If you were in my head on my commute today, you would not be surprised to know that I feel rather pessimistic about world affairs. I spent most of the commute thinking about what I would pack and how I would stage my journey if everything collapses and I need to get out of a rioting coastal city. Also, my Ann Arbor counterparts joined a videoconference just as I was expounding to the people in my conference room on the virtues of stocking up on canned goods (which I have not done yet).

I've made a sort of conscious decision, which may not be the right one, that I need to disengage from the internet news sites and focus on the things in my own life that I can influence/change. I really do wonder how much of our economic woes right now are because of the echo chamber of the media -- doesn't it feel like they caused the run on gas prices a few months ago? And then they started reporting more heavily on the mortgage 'crisis', with the effect that it became a crisis. I'm oversimplifying -- but the people who bought houses with zero down and adjustable rates are the same sheep who will enter/exit markets based on a feature news story rather than true research into the consequences for themselves. If I thought that either presidential candidate could actually change matters, maybe I would be less annoyed -- I will say that I am so angry about the state of things that I would consider voting for the other team, particularly after the Sarah Palin debacle.
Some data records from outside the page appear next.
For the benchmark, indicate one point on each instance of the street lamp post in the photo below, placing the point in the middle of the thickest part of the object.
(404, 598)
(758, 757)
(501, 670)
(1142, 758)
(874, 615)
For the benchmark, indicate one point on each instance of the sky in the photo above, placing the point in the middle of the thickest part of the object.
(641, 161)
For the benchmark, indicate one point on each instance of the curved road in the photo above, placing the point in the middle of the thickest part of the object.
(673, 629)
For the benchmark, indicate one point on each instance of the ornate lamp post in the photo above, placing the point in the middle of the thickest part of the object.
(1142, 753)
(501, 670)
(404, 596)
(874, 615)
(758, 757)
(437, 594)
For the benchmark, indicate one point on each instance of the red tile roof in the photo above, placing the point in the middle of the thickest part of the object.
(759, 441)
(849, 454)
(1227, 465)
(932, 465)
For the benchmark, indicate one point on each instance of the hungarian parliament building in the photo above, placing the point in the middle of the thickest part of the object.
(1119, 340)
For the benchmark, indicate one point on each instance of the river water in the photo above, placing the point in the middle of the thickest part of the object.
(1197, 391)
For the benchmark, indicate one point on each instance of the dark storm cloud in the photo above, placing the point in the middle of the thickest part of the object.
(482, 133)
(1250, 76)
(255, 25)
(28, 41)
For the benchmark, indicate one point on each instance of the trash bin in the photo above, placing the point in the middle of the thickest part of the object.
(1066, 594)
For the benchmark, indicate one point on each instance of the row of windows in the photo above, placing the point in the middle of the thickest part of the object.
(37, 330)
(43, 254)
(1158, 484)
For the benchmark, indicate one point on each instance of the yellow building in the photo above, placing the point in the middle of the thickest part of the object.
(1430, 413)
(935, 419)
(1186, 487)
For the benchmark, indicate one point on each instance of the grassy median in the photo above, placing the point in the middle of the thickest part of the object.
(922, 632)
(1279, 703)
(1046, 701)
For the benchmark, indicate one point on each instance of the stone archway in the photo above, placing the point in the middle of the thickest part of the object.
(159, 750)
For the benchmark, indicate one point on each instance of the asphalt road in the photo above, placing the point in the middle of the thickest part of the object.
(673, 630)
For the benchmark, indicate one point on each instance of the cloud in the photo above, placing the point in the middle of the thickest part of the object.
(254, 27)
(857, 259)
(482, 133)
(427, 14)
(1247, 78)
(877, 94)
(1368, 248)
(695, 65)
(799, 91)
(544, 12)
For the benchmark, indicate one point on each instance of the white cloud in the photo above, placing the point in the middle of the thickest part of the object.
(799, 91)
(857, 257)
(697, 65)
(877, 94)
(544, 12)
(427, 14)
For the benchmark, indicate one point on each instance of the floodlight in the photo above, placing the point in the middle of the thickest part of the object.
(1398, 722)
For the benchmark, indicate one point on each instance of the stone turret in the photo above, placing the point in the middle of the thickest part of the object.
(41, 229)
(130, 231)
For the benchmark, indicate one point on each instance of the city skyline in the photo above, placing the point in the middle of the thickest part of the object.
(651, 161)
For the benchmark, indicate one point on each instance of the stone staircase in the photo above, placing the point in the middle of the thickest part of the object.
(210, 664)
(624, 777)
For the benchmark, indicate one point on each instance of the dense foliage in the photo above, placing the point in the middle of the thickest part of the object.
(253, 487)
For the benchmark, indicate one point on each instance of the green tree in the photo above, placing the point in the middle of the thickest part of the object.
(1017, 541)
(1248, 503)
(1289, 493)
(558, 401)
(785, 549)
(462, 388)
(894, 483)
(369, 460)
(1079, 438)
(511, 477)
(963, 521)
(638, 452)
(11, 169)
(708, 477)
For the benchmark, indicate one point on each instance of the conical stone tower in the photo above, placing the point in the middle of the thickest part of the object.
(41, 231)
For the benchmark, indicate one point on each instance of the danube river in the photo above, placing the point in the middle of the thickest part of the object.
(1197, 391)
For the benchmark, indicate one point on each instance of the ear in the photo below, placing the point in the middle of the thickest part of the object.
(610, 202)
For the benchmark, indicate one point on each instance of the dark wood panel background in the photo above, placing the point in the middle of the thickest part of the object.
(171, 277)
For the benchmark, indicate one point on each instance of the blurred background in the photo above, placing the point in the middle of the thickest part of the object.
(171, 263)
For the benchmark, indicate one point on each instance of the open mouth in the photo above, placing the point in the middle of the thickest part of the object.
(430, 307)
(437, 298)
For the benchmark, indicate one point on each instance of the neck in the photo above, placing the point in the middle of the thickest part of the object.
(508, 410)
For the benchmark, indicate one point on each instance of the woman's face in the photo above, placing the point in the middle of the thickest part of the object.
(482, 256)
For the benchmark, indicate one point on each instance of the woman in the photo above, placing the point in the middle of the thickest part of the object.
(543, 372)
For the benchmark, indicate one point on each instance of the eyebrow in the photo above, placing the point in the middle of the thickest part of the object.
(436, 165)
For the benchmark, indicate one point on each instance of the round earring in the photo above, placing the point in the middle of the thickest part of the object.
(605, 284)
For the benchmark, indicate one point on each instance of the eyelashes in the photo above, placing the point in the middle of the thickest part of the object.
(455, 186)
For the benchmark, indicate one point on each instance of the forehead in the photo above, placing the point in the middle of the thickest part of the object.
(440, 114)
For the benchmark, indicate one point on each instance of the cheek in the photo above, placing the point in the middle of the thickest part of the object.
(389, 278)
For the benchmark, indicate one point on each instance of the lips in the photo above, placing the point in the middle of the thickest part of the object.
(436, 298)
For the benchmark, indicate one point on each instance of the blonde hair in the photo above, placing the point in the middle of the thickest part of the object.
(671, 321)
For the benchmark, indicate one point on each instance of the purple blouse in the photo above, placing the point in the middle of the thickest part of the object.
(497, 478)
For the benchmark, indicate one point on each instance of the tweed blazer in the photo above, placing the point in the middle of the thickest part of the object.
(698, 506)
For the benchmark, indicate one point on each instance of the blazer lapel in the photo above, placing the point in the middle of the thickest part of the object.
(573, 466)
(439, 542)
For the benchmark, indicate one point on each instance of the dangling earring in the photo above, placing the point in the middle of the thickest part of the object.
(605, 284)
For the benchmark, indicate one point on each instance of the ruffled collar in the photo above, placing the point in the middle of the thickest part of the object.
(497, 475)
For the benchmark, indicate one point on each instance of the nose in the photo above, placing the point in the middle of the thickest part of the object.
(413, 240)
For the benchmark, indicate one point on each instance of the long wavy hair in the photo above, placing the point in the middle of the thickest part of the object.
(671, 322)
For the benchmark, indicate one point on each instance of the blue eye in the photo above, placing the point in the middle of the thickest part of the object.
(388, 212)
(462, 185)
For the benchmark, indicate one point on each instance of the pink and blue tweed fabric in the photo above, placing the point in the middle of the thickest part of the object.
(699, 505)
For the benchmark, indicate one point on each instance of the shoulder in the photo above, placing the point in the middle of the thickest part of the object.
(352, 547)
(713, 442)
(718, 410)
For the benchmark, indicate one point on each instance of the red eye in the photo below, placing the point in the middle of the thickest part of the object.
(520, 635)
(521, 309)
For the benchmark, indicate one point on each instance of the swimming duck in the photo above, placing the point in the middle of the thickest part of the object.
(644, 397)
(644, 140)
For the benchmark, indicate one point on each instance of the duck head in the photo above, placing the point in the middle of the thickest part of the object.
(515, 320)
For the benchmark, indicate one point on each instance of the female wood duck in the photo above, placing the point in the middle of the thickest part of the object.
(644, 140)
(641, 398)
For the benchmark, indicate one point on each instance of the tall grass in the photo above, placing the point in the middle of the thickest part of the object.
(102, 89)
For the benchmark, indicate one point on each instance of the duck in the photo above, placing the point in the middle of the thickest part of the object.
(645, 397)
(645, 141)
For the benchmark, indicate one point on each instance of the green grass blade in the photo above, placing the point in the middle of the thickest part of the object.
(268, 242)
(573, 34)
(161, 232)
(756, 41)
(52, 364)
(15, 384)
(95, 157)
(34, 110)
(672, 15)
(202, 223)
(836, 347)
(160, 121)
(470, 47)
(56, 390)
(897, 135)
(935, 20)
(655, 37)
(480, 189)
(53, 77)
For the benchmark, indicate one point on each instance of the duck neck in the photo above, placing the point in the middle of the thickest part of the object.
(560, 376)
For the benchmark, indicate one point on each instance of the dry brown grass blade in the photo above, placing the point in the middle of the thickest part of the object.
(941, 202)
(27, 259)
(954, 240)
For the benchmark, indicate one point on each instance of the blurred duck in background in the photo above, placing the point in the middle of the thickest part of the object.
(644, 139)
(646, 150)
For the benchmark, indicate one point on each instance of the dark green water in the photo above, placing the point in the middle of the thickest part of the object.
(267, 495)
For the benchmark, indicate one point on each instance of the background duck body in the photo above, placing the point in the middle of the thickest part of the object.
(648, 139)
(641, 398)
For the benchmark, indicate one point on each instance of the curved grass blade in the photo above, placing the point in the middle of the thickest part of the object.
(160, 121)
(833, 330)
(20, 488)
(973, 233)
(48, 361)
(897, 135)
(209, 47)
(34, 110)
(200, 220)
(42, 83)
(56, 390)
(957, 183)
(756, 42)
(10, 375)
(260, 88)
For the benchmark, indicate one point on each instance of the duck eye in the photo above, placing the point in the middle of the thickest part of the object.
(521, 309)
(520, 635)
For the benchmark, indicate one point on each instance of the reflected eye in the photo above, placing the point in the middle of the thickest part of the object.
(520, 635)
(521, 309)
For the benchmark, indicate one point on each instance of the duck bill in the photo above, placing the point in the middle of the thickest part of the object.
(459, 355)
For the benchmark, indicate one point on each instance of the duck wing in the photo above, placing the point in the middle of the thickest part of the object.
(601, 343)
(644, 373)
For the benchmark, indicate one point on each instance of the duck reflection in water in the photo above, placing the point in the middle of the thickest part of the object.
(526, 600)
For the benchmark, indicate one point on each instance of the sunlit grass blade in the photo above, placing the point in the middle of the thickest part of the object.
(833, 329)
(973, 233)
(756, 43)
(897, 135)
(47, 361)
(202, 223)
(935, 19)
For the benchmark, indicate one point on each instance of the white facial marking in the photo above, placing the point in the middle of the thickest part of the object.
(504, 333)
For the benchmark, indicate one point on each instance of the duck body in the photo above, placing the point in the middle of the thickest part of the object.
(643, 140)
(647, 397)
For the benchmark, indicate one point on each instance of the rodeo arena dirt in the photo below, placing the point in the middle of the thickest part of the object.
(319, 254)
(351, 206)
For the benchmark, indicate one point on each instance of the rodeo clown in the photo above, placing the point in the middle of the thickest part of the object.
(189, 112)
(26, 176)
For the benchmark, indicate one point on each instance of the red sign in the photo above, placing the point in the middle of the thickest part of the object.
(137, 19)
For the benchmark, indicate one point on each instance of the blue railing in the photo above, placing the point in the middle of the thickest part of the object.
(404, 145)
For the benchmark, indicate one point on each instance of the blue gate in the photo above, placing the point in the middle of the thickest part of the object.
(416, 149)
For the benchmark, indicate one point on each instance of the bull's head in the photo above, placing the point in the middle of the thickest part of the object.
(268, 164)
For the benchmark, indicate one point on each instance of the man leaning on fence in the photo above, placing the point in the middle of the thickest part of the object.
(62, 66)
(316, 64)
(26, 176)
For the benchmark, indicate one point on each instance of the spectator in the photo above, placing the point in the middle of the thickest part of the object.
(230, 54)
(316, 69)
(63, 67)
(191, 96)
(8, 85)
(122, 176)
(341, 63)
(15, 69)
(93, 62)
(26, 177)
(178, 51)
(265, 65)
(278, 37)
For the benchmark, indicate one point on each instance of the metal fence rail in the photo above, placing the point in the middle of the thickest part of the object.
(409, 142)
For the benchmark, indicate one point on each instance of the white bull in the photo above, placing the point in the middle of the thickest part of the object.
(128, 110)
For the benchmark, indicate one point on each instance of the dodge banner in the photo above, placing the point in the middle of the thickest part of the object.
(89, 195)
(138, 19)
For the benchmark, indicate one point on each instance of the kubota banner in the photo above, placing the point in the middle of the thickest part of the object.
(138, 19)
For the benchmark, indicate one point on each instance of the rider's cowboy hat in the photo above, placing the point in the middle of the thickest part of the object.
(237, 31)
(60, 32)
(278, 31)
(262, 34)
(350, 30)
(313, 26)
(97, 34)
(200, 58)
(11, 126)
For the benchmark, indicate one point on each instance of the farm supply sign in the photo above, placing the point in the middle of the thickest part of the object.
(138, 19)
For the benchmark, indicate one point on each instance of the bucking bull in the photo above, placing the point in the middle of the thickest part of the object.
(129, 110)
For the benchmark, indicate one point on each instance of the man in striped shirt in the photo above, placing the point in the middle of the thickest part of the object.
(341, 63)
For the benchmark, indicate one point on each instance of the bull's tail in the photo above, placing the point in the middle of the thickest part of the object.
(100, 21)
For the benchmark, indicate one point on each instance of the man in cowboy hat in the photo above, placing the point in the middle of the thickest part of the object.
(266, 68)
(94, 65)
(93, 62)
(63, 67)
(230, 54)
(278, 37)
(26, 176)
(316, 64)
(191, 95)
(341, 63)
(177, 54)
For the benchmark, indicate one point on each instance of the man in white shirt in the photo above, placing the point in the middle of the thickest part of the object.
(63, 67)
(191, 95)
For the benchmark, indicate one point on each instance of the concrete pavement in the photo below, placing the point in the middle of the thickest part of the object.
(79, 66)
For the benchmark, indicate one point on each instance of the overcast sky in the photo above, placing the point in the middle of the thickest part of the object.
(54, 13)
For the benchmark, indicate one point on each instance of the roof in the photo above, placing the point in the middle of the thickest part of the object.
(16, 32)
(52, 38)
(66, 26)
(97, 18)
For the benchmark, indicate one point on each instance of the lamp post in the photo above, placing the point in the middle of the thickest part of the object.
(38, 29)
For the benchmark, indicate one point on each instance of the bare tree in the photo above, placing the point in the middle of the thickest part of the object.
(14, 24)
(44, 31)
But I think that anyone who believes that Obama will really be able to turn things around is in for a disappointment -- neither party is in touch with what really needs to change in this country, and I don't think he's actually strong enough to stand up to his base.

Anyway. Maybe I'm annoyed because my calendar for this week is completely booked. If you want to meet with me, I'm free from 11-11:15 and 11:45-12 on Thursday. Otherwise, you'll have to take a number. Terry pointed out that I'm on the verge of completely regressing, which worries me; my workload went from 0-60 in the past ten days, which took me completely by surprise, and I need to figure out what to do about it.

However, I did spend a few minutes working on my website tonight; nothing visible changed, but I installed Google Analytics so that I can start getting info on how people find me. Not that anyone will find me until I add content, but at least it's there. Now, though, I should go to bed -- I have an eight a.m. meeting tomorrow, which promises to be tons of fun. Goodnight!